La crisis sanitaria, seguida de una crisis económica y una crisis de la deuda pública en Europa, irá seguida de una crisis comercial que puede certificar la mayor crisis de la globalización en décadas.

Países como Brasil e India tienen problemas de liquidez y pérdida de ingresos fiscales, y la crisis del coronavirus puede acelerar lo que ya se adivina como su propia Gran Depresión. No debemos olvidar que estos países son importantes centros de la economía mundial, por ejemplo en materias primas.

Crisis del petróleo 

Entre quienes pueden experimentar esta cadena de crisis están los países petroleros, que antes de la crisis ya se encontraban en plena refriega entre Arabia Saudí y Rusia. Al borde del colapso de la demanda de petróleo, las previsiones son de que el precio del barril baje 10 dólares y esto supondría la ruina para países como Libia, Nigeria, Irán o Venezuela.

La crisis del petróleo que amenaza con hundir a estas economías puede desencadenar a su vez graves consecuencias políticas a nivel mundial, con el estallido de revueltas, guerras, olas de refugiados y confrontación política sólo comparable a los años de la Guerra Fría. 

¿Cómo saldremos de la crisis?

El mundo se enfrenta a una de sus peores crisis modernas, sino la más grave. Las dos principales economías, China y Estados Unidos, ven como su deuda crece a pasos agigantados y, en global, el mundo acumula una deuda pública y privada de 260 billones de dólares, teniendo en cuenta que el PIB mundial es de sólo 90 billones.
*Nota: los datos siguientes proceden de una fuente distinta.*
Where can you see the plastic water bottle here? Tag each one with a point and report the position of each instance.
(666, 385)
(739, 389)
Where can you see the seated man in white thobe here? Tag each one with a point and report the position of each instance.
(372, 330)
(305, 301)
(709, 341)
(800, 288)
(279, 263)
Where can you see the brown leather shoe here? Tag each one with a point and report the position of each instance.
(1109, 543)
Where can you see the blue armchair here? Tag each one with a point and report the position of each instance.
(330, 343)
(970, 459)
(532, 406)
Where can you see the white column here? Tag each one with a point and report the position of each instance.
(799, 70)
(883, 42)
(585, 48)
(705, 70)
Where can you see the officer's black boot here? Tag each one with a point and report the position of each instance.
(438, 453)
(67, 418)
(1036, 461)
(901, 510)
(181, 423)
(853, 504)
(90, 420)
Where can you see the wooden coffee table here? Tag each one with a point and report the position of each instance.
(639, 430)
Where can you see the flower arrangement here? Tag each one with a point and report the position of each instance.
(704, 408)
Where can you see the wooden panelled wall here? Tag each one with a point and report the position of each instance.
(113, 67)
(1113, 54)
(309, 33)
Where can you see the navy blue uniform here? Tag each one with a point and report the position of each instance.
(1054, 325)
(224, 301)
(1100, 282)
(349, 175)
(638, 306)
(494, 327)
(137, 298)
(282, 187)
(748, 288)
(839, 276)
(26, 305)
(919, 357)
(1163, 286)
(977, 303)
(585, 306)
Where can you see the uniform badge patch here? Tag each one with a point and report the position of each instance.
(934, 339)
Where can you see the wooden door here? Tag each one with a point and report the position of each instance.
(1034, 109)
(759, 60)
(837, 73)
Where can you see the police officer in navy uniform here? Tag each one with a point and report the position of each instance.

La única salida a la cadena de crisis que se avecinan es la cooperación entre grandes potencias, algo que se presenta como una quimera atendiendo a la reacción de Estados Unidos y China ante la crisis del coronavirus, con ataques constantes y una escalada de la tensión.

La situación no es mucho mejor en la Unión Europa, donde Italia amenaza con abandonar la federación mientras los estados más fuertes critican la reacción de los países del sur ante la crisis. La reunión de los países del G-20 fue un fiasco, y la falta de una acción coordinada amenaza con agravar aún más las crisis de refugiados, desestabilización política y nuevas epidemias que se puedan derivar de la situación actual.